Explanation: The group (abc)
is matched one or more times.
2. Non-Capturing Groups
Non-capturing groups are used to group multiple characters without capturing them for later use. They are created by placing the characters to be grouped inside a set of parentheses with a ?:
prefix. This is useful when you want to apply a quantifier to a group but don't need to refer to it later.
Example:
Pattern: (?:abc)+
Matches: "abc", "abcabc", "abcabcabc"
Explanation: The group (?:abc)
is matched one or more times, but it is not captured for later reference.
3. Named Capturing Groups
Named capturing groups allow you to assign a name to a capturing group. This makes it easier to refer to the matched substring later. They are created by placing the characters to be grouped inside a set of parentheses with a ?<name>
prefix.
Example:
Pattern: (?<word>abc)
Matches: "abc"
Explanation: The group (?<word>abc)
is matched and can be referred to by the name "word".
4. Backreferences
Backreferences allow you to refer to a previously matched capturing group within the same regular expression. They are created using the backslash \
followed by the number of the capturing group.
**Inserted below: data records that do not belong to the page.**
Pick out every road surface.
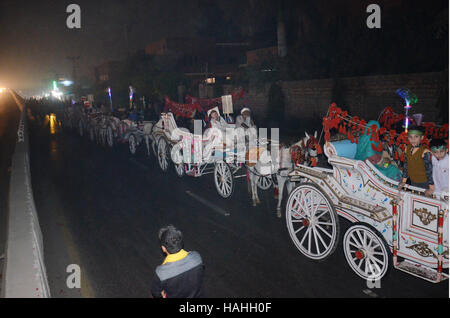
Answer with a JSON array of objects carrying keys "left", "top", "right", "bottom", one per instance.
[{"left": 30, "top": 107, "right": 449, "bottom": 298}]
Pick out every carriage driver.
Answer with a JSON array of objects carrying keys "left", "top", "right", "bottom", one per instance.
[
  {"left": 207, "top": 107, "right": 229, "bottom": 133},
  {"left": 236, "top": 107, "right": 256, "bottom": 129}
]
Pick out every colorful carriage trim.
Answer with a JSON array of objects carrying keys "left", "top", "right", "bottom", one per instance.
[
  {"left": 285, "top": 105, "right": 449, "bottom": 283},
  {"left": 322, "top": 103, "right": 449, "bottom": 161}
]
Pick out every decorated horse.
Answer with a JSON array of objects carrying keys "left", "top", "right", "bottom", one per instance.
[
  {"left": 275, "top": 131, "right": 322, "bottom": 217},
  {"left": 245, "top": 140, "right": 276, "bottom": 206}
]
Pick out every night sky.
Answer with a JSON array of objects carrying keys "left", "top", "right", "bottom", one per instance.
[{"left": 0, "top": 0, "right": 211, "bottom": 89}]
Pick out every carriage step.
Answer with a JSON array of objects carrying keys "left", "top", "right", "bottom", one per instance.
[
  {"left": 394, "top": 260, "right": 448, "bottom": 283},
  {"left": 339, "top": 196, "right": 392, "bottom": 221},
  {"left": 186, "top": 170, "right": 195, "bottom": 177}
]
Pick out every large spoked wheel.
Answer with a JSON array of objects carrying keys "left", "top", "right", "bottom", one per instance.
[
  {"left": 174, "top": 163, "right": 184, "bottom": 178},
  {"left": 157, "top": 138, "right": 169, "bottom": 172},
  {"left": 258, "top": 175, "right": 273, "bottom": 191},
  {"left": 286, "top": 183, "right": 339, "bottom": 260},
  {"left": 78, "top": 120, "right": 84, "bottom": 137},
  {"left": 89, "top": 126, "right": 95, "bottom": 142},
  {"left": 343, "top": 224, "right": 391, "bottom": 281},
  {"left": 106, "top": 126, "right": 114, "bottom": 148},
  {"left": 128, "top": 134, "right": 137, "bottom": 155},
  {"left": 214, "top": 161, "right": 234, "bottom": 199}
]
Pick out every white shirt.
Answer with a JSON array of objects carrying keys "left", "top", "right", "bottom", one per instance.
[
  {"left": 236, "top": 115, "right": 255, "bottom": 128},
  {"left": 431, "top": 154, "right": 449, "bottom": 192}
]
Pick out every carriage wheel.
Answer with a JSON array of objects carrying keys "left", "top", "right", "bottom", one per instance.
[
  {"left": 343, "top": 224, "right": 391, "bottom": 281},
  {"left": 89, "top": 126, "right": 95, "bottom": 142},
  {"left": 106, "top": 126, "right": 114, "bottom": 148},
  {"left": 214, "top": 161, "right": 234, "bottom": 199},
  {"left": 158, "top": 138, "right": 169, "bottom": 172},
  {"left": 286, "top": 183, "right": 339, "bottom": 260},
  {"left": 78, "top": 120, "right": 84, "bottom": 137},
  {"left": 128, "top": 134, "right": 137, "bottom": 155},
  {"left": 258, "top": 175, "right": 273, "bottom": 191},
  {"left": 99, "top": 128, "right": 106, "bottom": 146}
]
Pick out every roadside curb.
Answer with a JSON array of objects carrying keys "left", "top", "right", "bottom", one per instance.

For named capturing groups, you can use \k<name>
.
Example:
Pattern: (\w)\1
Matches: "aa", "bb", "cc"
Explanation: The pattern (\w)\1
matches any word character followed by the same character.
5. Conditional Groups
Conditional groups allow you to specify different patterns based on whether a previous capturing group matched or not. They are created using the syntax (?(condition)true-pattern|false-pattern)
. This is useful for creating more complex and flexible patterns.
Example:
Pattern: (a)?(?(1)b|c)
Matches: "ab", "c"
Explanation: The pattern (a)?(?(1)b|c)
matches "ab" if "a" is present, otherwise it matches "c".